Let $f \in \mathbb{R}[X]$ be a polynomial of degree $n$ having $n$ distinct roots $a_1,...,a_n$. Let $b_1<...<b_{n-1}$ be the roots of its derivative $f'$ (note that $b_i \in ]a_{i}, a_{i+1}[$ by Rolle's theorem). Show that for every $j$, $b_j$ can't be in the interval $A_j$ included in $[a_j,a_{j+1}[$, containg $a_j$ and having length $\frac{a_{j+1} - a_j}{n}$.
We could maybe use the following relation : let $x$ be a root of $f'$, then $$\frac{1}{x-a_1} + ... + \frac{1}{x - a_n} = 0$$
My plan was to suppose that there is a $b_j \in A_j$ and to derive a contradiction, but I couldn't find it. Help ?
Edit. This can be found in the book Problems in real analysis (Rudinescu, Andreescu), pb 5.6.42. Apparently it's called "Laguerre's theorem".

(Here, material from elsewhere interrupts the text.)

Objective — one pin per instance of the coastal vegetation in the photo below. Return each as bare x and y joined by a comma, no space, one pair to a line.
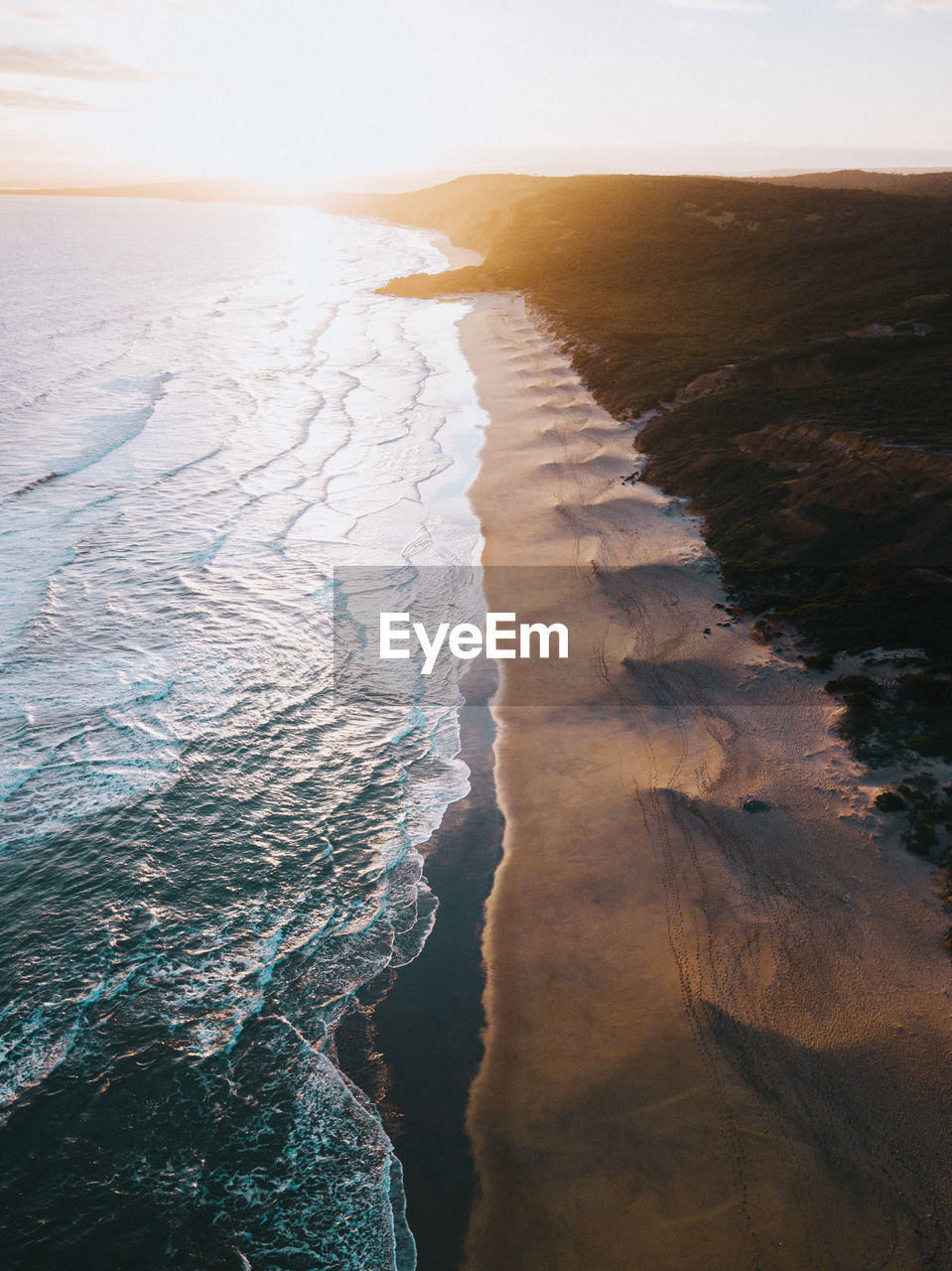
793,341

Well, I've worked it out. Note $d_i = |a_i - a_{i+1}|$ for simplicity. Suppose that there is $j$ such that $b_j \in A_j$ and note $x=b_j$. Then for every $i>j$ we have $a_i - x > d_i\frac{n-1}{n}$, so we'll have $$ \frac{1}{x - a_i}>- \frac{n}{(n-1)d_i}$$ On the other side, if $i<j$ then $\frac{1}{x - a_i}>0$. So when we put everything together we have the strict inequality $$\sum_{i=1}^{n-1}\frac{1}{x-a_i} > \frac{n}{d_i} - \frac{n}{(n-1)d_i}- ... \frac{n}{(n-1)d_i} $$ where there are at most $n-1$ terms in the last sum. The right side is equal to
$$\frac{n}{d_i}\left( 1 - \frac{1}{n-1} - ... - \frac{1}{n-1}\right)\geqslant \frac{n}{d_i}\left(1 - (n-1)\frac{1}{n-1}\right) =0$$ and finally, $$\sum_{i=1}^{n-1}\frac{1}{x-a_i} > 0$$ which is in contradiction with the fact that $$\sum_{i=1}^{n-1}\frac{1}{x-a_i}=0$$ therefore, $b_j \notin A_j$ for every $j$.